Cela est venu progressivement, à force d’être en contact avec ce matériau sonore passionnant et très varié. Dès l’époque de ma thèse puis au LIMSI, et maintenant au LAM, je me suis intéressé à la qualité vocale. Cela m’a conduit naturellement de 1′ étude de la voix parlée à la voix chantée.

Traitez-vous encore la voix parlée?

Oui, d’un point de vue pédagogique, mais aussi dans le texte porté par la voix chantée. C’est d’ailleurs ce qui différencie la voix de tous les autres instruments : c’est la combinaison de la musique et du langage. De toutes façons, les techniques pour étudier la voix parlée et la voix chantée sont à peu près les mêmes. Et je voudrais citer un projet que nous avons actuellement avec des ethnomusicologues pour étudier des productions vocales comportant des parties psalmodiées, déclamées ou scandées et là, la distinction entre voix parlée et voix chantée n’est plus aussi pertinente: et mérite d’être affinée !

Quelle était la place de la musique dans vos études ?

J’ai étudié au conservatoire dès mon très jeune âge en classe de piano, puis j’ai emménagé aux Antilles où il n’y avait pas de conservatoire. J’ai alors pris des cours de piano avec un professeur particulier et des cours d’écriture en parallèle. Je suis ensuite revenu à Paris pour mes études supérieures : je me suis d’abord inscrit en classe d’écriture au conservatoire du Centre pour intégrer le CNSM en écriture en cycle court puis en. cycle long où je n’ai eu le temps de suivre que le cours de fugue. En effet, c’était pendant mes années de thèse et la quantité de travail était devenue trop importante. Pour le piano je n’ai pas mené ma formation très loin en conservatoire mais aux Antilles, au contact de jazzmen, j’ai été initié à cette musique. En rentrant sur Paris, j’ai intégré un quintette de jazz. Plus tard, j’ai joué au festival off de Souillac en Jazz avec des amis dans un groupe qui s’appelait le Little Big Bang. On a participé à ce festival pendant 7 ou 8 ans.

Et actuellement quelle est votre pratique de la musique ?

Je suis ténor à l’Ensemble Vocal Intermezzo, un choeur amateur dirigé par Claire Marchand où on fait des programmes extrêmement variés, qui peuvent aller de la musique renaissance et baroque à la musique française ou espagnole du XXe siècle. Ça me permet d’expérimenter sur ma propre voix, des choses que parallèlement j’observe dans mes recherches. Je participe aussi au Chorus Digitalis ; c’est un choeur virtuel constitué de sept instrumentistes qui pilotent une voix de synthèse à l’aide d’une tablette graphique.
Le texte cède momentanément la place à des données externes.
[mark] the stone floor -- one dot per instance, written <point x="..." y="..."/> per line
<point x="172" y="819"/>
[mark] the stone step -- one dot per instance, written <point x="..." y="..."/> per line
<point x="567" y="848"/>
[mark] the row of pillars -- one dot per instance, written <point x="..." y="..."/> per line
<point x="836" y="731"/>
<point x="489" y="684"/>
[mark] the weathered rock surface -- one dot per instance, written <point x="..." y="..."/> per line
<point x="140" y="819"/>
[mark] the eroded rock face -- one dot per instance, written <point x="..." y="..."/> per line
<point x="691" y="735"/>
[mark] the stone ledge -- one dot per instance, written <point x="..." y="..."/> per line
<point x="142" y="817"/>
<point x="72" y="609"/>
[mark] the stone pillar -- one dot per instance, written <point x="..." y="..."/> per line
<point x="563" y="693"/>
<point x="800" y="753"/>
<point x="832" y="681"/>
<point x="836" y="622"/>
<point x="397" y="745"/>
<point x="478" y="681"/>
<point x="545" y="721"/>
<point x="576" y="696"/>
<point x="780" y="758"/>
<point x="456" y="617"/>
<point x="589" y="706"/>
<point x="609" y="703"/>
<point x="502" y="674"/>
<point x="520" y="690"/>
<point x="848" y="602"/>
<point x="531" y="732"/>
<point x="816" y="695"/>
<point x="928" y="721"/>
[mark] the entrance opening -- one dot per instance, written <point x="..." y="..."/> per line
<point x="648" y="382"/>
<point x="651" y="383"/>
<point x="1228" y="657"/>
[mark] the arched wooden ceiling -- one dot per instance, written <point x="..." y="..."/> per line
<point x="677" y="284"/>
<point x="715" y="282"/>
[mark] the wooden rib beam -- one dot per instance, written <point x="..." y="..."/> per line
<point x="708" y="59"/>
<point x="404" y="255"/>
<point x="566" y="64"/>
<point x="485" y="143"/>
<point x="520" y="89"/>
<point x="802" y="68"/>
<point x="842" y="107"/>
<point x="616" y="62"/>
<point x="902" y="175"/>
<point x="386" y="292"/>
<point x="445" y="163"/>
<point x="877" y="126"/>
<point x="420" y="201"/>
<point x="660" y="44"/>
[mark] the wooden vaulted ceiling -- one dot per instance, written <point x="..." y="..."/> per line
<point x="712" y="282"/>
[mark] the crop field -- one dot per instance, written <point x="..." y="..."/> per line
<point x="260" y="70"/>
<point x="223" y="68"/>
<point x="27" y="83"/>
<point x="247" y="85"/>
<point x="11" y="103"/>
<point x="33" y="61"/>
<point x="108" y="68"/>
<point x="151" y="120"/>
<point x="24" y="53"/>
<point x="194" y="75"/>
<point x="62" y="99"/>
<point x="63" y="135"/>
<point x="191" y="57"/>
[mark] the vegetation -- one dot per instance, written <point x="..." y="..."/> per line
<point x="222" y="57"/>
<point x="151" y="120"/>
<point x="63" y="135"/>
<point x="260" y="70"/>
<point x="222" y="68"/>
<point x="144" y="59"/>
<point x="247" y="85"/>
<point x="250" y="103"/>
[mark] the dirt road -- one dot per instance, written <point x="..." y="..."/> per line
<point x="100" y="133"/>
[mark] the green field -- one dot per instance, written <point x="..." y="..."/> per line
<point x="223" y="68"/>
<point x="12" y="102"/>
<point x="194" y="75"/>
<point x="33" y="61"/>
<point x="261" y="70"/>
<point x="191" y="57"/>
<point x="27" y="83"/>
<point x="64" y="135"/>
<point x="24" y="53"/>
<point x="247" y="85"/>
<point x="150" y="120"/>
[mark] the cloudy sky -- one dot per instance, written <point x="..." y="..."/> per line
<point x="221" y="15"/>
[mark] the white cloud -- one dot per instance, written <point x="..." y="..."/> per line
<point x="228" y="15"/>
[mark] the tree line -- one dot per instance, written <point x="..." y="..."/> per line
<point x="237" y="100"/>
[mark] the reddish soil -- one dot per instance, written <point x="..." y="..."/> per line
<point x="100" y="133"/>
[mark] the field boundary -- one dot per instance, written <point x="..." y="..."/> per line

Schématiquement on peut contrôler la fréquence fondamentale dans un sens et la force de voix dans un autre sens. On s’aide d’un calque qui représente les touches d’un piano pour pouvoir se guider et pouvoir jouer juste. Ainsi cela permet de faire toute sorte d’ornements, du vibrato. Ce qui est intéressant avec la tablette c’est que l’on s’aperçoit que le geste manuel est très expressif ! On fait des tas de choses très différentes, ça va de chants de la Renaissance à Philippe Glass en passant par la musique indienne ou une reprise des« Grandes gueules».

Et on s’amuse bien !


Deuxième partie

 

En quoi consiste activité au LAM ?

Essentiellement à essayer de comprendre ce qu’est la voix chantée et commet elle fonctionne. La philosophie de recherche du LAM est de partir des questionnements qui sont ceux des musiciens eux-mêmes et des facteurs d’instruments. Les chanteurs et les professeurs de chants se posent donc des questions auxquelles nous essayons d’apporter des éléments de réponse scientifique. Plus précisément les thèmes des recherches que je mène au LAM s’inscrivent dans une longue tradition de recherche sur la voix chantée.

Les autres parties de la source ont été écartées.